They moved to the Ginninderra Experiment Station to live when that opened until his father retired.
The two long parallel buildings in the aerial photos were the offices and laboratories (top) and machinery shed (bottom).
The Gang Gang cafe takes up part of the machinery shed. The white building opposite houses a number of different enterprises.

Hi Welsh, here at CSIRO we hold quite a few photos of the research work being done at Dickson Experiment Station including preserving an old Union Jack flag that was used on site, probably up until no later than 1953 with changes in government policy on flag flying. The local school also has/had its sports team named after the paddocks used on the farm.

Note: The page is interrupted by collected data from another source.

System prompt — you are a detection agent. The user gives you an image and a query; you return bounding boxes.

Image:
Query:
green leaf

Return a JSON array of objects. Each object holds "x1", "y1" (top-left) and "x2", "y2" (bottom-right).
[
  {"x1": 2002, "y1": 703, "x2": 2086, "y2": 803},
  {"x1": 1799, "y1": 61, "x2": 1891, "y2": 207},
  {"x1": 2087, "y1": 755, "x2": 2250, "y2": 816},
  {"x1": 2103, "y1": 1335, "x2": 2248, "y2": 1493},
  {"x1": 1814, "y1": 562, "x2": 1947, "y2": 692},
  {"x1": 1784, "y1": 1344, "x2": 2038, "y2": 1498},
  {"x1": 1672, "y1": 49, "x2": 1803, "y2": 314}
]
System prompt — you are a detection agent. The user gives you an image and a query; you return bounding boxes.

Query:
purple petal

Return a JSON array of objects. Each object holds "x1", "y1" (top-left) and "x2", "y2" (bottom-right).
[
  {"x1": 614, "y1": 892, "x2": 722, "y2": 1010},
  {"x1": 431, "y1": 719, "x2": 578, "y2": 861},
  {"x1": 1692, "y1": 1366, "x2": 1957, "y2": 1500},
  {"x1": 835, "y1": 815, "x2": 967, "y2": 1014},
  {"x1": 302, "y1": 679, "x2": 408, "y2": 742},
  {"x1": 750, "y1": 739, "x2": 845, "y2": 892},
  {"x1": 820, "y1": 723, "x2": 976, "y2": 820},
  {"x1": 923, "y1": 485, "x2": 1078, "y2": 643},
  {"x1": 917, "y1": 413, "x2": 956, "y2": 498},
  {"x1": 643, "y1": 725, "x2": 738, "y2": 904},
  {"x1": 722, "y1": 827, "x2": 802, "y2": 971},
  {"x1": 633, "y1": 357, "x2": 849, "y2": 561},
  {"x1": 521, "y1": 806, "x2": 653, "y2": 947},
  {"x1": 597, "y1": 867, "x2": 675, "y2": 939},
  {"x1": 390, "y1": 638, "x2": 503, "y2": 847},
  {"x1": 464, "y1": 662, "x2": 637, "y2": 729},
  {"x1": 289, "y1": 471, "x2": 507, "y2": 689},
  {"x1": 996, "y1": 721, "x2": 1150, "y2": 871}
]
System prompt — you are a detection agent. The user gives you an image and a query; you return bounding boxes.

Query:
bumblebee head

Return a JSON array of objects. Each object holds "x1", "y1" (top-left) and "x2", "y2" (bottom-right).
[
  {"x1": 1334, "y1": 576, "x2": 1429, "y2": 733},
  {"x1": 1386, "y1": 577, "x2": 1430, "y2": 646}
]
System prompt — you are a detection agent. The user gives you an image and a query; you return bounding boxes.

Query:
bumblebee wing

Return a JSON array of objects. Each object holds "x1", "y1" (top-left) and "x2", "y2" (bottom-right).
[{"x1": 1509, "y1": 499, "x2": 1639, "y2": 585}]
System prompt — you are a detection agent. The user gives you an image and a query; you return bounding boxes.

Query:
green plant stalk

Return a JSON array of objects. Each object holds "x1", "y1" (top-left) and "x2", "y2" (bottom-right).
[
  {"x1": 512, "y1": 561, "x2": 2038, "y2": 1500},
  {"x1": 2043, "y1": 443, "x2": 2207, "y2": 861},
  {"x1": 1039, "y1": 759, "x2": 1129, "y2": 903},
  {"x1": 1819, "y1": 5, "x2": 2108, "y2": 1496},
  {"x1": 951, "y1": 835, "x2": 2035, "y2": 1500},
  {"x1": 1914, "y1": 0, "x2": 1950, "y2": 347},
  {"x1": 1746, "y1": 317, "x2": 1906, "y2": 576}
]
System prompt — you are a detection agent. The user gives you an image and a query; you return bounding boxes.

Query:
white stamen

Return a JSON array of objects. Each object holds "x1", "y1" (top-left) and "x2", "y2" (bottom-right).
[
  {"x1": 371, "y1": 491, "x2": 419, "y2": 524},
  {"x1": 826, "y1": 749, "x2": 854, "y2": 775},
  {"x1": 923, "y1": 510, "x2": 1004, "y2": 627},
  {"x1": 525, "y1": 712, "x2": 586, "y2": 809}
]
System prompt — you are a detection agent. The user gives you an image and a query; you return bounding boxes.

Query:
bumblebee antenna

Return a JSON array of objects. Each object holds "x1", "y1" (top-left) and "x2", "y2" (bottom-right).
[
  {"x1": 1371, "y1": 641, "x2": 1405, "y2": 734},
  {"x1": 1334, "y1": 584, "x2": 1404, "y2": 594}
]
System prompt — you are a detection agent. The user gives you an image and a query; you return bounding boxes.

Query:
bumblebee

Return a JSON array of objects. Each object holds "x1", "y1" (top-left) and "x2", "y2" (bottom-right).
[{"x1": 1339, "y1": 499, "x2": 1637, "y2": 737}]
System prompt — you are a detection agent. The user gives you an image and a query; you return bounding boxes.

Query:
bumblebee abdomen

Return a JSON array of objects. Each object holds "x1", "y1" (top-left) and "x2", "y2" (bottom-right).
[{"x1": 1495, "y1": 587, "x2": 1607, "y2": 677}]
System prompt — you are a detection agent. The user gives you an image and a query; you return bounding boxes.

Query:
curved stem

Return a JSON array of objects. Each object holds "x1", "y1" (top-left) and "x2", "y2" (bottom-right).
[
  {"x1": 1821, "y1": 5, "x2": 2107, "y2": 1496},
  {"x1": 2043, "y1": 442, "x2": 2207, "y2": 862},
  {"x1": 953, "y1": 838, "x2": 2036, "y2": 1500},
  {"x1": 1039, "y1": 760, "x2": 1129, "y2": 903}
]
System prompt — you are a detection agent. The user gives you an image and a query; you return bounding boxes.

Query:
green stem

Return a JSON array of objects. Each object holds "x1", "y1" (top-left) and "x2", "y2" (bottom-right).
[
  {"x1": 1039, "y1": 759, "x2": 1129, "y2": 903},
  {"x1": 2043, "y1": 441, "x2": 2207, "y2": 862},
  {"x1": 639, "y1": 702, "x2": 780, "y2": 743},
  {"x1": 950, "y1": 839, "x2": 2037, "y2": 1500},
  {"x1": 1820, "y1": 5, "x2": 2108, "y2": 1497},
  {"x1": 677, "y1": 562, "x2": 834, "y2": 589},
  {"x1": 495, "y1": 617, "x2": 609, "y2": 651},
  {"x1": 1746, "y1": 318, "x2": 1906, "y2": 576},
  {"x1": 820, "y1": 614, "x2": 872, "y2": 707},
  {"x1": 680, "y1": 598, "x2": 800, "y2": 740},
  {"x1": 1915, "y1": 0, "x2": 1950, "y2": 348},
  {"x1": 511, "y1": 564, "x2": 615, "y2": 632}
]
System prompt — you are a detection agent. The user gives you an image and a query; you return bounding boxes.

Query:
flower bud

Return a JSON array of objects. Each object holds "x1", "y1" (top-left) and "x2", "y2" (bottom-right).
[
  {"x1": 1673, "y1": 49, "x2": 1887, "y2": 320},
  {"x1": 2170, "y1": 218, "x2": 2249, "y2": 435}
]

Research activities have now ceased at Ginninderra Station and research continues at the CSIRO Boorowa Agricultural Research Station.

Capital Retro11:41 am 13 Jun 25

Ah, Trangie where the streets are very wide, unlike the newer parts of Canberra.

Why the need for first names for some of them?

Enders lane etc

I didn’t know about the aircraft accident in Dickson but that’s a common Canberra thing. There’s stuff about Canberra that the majority of Canberrans don’t notice and/or know about. It’s the gift that keeps giving but it’s frustrating learning this stuff and trying to explain it to everyone else…all the time.

Leon Arundell7:22 pm 08 Jun 25

Non-wowsers would have called it “Opium Poppy Street.”